The Ditch of Reckless Wickedness (v. 17)

Having warned against the ditch on the right side of the road, he now warns against the ditch on the left.

"Do not be excessively wicked, and do not be a simpleminded fool. Why should you die before your time?" (Ecclesiastes 7:17)

Again, this is not a license for moderate wickedness. The Preacher is not saying, "A little bit of sin is fine, just don't go overboard." The Bible's standard is perfection. The warning here is intensely practical. The first warning was against a spiritual, internal self-destruction. This warning is against a physical, external self-destruction.

The "excessively wicked" man is the one who throws all caution to the wind. He is the fool who says in his heart there is no God and then lives like it. He drinks and drives. He sleeps around. He gets into bar fights. He runs with criminals. He lives a life of high-handed, reckless rebellion. And what is the result? "Why should you die before your time?"

God has appointed a time for every man to die. But it is possible, through foolish and wicked living, to punch your own ticket early. This is just common sense. A life of debauchery, violence, and foolishness will often lead to a premature grave. This is not a theological puzzle; it is a statement of fact. God has built certain consequences into the fabric of the world. If you jump off a cliff, you will fall. If you live a life of excessive wickedness, you are inviting disaster. This is a mercy. It is a practical, fatherly warning to the simpleminded fool: stop it. You are destroying yourself.


The Balancing Pole of God's Fear (v. 18)

So, we have two ditches: the desolation of self-righteousness and the premature death of reckless wickedness. How do we stay on the road? The Preacher gives us the answer.

"It is good that you seize one thing and also not let go of the other; for the one who fears God comes forth with both of them." (Ecclesiastes 7:18)

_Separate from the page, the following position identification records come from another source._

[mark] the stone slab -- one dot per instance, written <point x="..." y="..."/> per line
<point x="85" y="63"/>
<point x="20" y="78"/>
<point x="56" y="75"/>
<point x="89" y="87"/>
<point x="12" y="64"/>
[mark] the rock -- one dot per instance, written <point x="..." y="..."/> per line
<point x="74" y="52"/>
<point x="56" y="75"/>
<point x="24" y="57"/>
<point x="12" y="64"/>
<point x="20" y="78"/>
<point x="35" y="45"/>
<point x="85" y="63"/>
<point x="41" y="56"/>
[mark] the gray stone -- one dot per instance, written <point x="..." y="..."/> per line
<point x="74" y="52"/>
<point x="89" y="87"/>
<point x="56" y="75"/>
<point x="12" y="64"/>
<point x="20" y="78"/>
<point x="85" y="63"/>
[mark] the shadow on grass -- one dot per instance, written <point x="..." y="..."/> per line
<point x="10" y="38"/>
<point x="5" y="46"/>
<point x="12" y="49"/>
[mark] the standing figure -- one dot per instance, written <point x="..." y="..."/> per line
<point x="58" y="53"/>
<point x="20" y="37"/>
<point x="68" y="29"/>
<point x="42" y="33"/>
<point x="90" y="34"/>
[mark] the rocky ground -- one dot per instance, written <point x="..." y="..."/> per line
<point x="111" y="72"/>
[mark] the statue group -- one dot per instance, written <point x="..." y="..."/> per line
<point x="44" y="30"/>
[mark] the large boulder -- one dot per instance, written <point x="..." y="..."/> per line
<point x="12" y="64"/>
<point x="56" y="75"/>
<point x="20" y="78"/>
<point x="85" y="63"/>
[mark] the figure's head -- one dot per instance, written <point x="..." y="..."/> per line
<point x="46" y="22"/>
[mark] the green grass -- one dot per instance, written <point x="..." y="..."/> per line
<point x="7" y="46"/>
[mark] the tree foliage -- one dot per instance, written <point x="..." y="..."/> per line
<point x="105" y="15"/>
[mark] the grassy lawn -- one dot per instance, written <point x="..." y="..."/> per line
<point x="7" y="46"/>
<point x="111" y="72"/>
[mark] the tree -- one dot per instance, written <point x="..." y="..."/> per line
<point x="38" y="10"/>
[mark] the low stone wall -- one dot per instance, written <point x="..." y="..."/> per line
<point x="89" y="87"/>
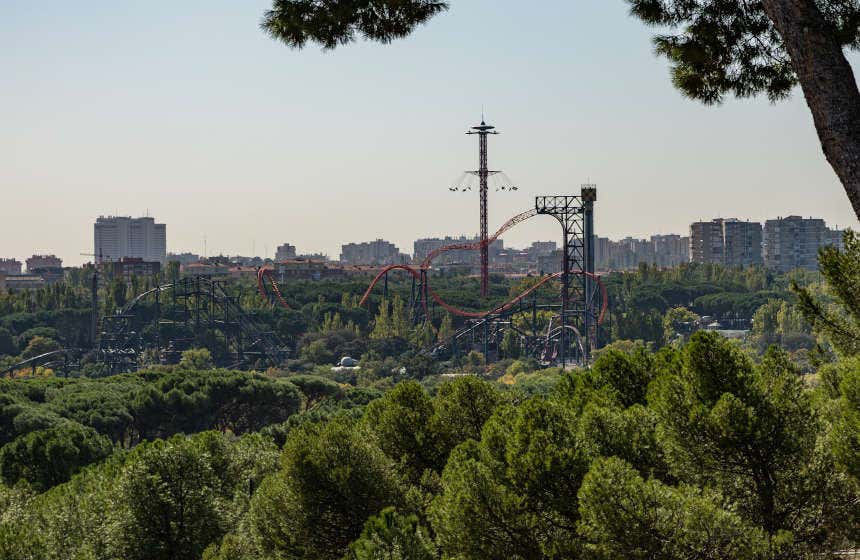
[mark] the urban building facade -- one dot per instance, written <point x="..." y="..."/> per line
<point x="183" y="258"/>
<point x="127" y="267"/>
<point x="37" y="262"/>
<point x="742" y="243"/>
<point x="706" y="242"/>
<point x="10" y="266"/>
<point x="285" y="251"/>
<point x="793" y="242"/>
<point x="628" y="253"/>
<point x="379" y="252"/>
<point x="116" y="237"/>
<point x="423" y="247"/>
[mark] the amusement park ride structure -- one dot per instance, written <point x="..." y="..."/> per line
<point x="163" y="318"/>
<point x="576" y="318"/>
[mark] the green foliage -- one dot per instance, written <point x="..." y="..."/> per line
<point x="513" y="494"/>
<point x="8" y="345"/>
<point x="45" y="458"/>
<point x="315" y="389"/>
<point x="295" y="22"/>
<point x="846" y="436"/>
<point x="839" y="320"/>
<point x="718" y="47"/>
<point x="402" y="421"/>
<point x="39" y="345"/>
<point x="172" y="498"/>
<point x="196" y="359"/>
<point x="749" y="432"/>
<point x="624" y="516"/>
<point x="318" y="353"/>
<point x="392" y="536"/>
<point x="626" y="375"/>
<point x="333" y="478"/>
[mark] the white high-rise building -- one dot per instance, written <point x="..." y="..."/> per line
<point x="117" y="237"/>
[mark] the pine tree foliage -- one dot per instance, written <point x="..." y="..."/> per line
<point x="337" y="22"/>
<point x="720" y="47"/>
<point x="839" y="321"/>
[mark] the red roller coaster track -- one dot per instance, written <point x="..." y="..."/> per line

What are the "one thing" and "the other"? He is referring back to the two warnings. You are to "seize" the warning against self-righteousness and "not let go" of the warning against reckless wickedness. You must hold both truths in your mind at the same time. You must be zealous for true righteousness while hating the very scent of self-righteousness. You must flee from wickedness while understanding that your standing before God is not based on your performance but on His grace.

And what is the key that makes this possible? What is the balancing pole that allows a man to walk this tightrope? It is the fear of God. "For the one who fears God comes forth with both of them." The fear of God is the central theme of Ecclesiastes. It is the beginning of wisdom. It is the can opener that allows you to enjoy the cans of peaches that God gives you in this life. Without it, you are left with sealed cans of blessing that only mock you.

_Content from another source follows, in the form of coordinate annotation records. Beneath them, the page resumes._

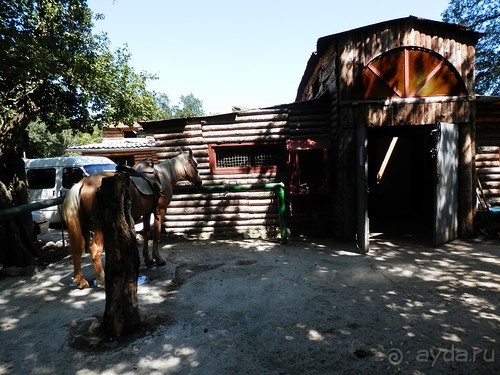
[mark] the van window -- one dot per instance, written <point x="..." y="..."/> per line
<point x="71" y="176"/>
<point x="94" y="168"/>
<point x="41" y="178"/>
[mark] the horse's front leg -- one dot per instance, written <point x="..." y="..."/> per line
<point x="77" y="245"/>
<point x="146" y="222"/>
<point x="95" y="249"/>
<point x="159" y="217"/>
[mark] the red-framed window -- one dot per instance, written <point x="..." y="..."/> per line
<point x="242" y="158"/>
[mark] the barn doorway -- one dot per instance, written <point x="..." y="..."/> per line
<point x="401" y="181"/>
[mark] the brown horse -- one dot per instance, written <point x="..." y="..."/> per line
<point x="80" y="206"/>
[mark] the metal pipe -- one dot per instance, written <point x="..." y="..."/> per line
<point x="279" y="187"/>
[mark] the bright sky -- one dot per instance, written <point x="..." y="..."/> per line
<point x="246" y="53"/>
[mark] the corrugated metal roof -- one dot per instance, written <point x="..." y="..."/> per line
<point x="117" y="144"/>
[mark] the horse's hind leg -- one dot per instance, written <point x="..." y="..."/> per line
<point x="156" y="237"/>
<point x="76" y="244"/>
<point x="95" y="249"/>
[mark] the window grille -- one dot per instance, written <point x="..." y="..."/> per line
<point x="245" y="158"/>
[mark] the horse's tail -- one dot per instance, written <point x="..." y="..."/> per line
<point x="71" y="216"/>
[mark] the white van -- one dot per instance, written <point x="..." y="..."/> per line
<point x="52" y="177"/>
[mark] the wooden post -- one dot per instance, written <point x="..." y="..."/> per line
<point x="121" y="315"/>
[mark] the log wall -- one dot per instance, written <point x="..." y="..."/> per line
<point x="254" y="213"/>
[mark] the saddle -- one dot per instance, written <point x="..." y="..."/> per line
<point x="145" y="179"/>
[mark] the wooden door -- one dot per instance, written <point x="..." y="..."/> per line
<point x="446" y="184"/>
<point x="362" y="220"/>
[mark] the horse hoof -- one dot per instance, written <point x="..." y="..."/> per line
<point x="83" y="284"/>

The man who fears God understands that God is holy and sovereign, and so he will not trifle with sin. He flees from wickedness. But the man who fears God also understands that God is gracious and merciful, and that all our righteousness is as filthy rags. And so he flees from self-righteousness, clinging only to the mercy of God. The fear of God produces both a hatred of sin and a profound humility. It keeps you from the high-minded arrogance of the Pharisee and the low-minded foolishness of the profligate. It is the only way to navigate the vanity of this life without falling into desolation or an early grave. It is the only way to live in the real world, with all its perplexing injustices, and not lose your mind, or your soul.